Freud riteneva che il non avere superato lo stadio orale attraverso la risoluzione, ecco che nasceva una fissazione riconducibile allo stadio orale. Questo tipo di fissazione avrebbe poi fatto sì che il soggetto ricercasse piaceri di tipo orale: masticare delle gomme, mangiare le proprie unghie oppure bere in modo eccessivo.
Una volta che riescono a risolvere questo stadio, possono passare allo stadio successivo.
Fissazioni della fase anale e fallica
Lo stadio anale è principalmente incentrato sui bambini che imparano a controllare i loro movimenti intestinali. Freud ipotizzò che le persone che si fissano nello stadio anale potrebbero diventare anali-ritentive o anali-espulsive.
Sempre stando alla teoria di Freud, un bambino sviluppa ritenzione anale per via di genitori, o analoghe figure di caregiving, con modalità dure nell’educare il piccolo all’uso del vasino. Un trauma che può determinare, negli anni successivi, un’ossessione per l’ordine.
Per quanto riguarda l’ultimo degli stadi, Freud ha intercettato la presenza di una fissazione fallica laddove i bambini si dimostravano inclini ad una più stretta identificazione con il genitore dello stesso sesso. Gli individui fissanti fallicamente hanno la possibilità di diventare presuntuosi, sessualmente aggressivi e orientati alla ricerca del piacere.
Come guarire da una fissazione mentale?
La psicologia della fissazione suggerisce che la modalità generale di terapia è quella di sostituire i pensieri invasivi e sgraditi con modelli di pensiero più sani e più funzionali per il benessere della persona. Per conseguenza e indipendentemente dagli approcci terapeutici possibili, come ad esempio la terapia cognitivo comportamentale, il nucleo del trattamento risiede in questi due momenti:
- aiutare l’individuo nella identificazione dei modelli di pensiero che risultano essere non utili e malsani
- sostituire questi modelli di pensieri con altri, più sani e a vantaggio del proprio benessere.
Qualunque forma di psicoterapia, con i propri approcci specifici, può essere considerata trattamento d’elezione per cercare di curare un disagio di questo tipo.
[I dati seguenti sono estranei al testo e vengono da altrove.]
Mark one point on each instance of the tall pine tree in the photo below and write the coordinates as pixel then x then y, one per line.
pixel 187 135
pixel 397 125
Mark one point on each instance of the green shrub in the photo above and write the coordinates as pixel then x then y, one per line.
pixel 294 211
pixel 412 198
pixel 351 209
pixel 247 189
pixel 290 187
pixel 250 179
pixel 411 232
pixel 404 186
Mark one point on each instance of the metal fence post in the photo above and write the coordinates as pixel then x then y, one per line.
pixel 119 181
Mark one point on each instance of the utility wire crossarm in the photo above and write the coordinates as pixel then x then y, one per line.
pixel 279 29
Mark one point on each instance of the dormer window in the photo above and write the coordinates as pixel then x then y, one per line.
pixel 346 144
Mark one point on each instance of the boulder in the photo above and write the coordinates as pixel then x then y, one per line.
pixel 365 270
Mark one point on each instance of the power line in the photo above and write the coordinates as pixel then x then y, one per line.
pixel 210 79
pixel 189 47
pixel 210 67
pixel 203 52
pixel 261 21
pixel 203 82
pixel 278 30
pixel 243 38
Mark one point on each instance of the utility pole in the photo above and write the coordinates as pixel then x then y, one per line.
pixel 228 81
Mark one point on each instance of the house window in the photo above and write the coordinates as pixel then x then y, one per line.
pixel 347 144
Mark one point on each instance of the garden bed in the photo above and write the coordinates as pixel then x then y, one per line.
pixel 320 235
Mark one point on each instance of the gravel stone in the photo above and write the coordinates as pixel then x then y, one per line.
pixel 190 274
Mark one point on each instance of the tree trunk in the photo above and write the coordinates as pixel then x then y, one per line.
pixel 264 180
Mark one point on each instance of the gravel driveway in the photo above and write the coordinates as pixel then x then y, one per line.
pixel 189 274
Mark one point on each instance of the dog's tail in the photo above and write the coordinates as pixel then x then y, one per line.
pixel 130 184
Tutti noi possiamo diventare vittime, in un certo senso, di una fissazione. Ma se questa è sintomo di un problema più grande, come nei casi di disturbo ossessivo compulsivo per indicare una possibile condizione sottostante, ecco che un terapeuta in persona, oppure online, può essere in grado di aiutare l’individuo.
Il terapeuta, infatti, è la figura professionale in grado di aiutare il paziente a riprendere il proprio cammino nella giusta direzione, insegnando tecniche a contrasto della fissazione. In questo modo sarà infine possibile affrontare l’eventuale condizione psicologica sottostante.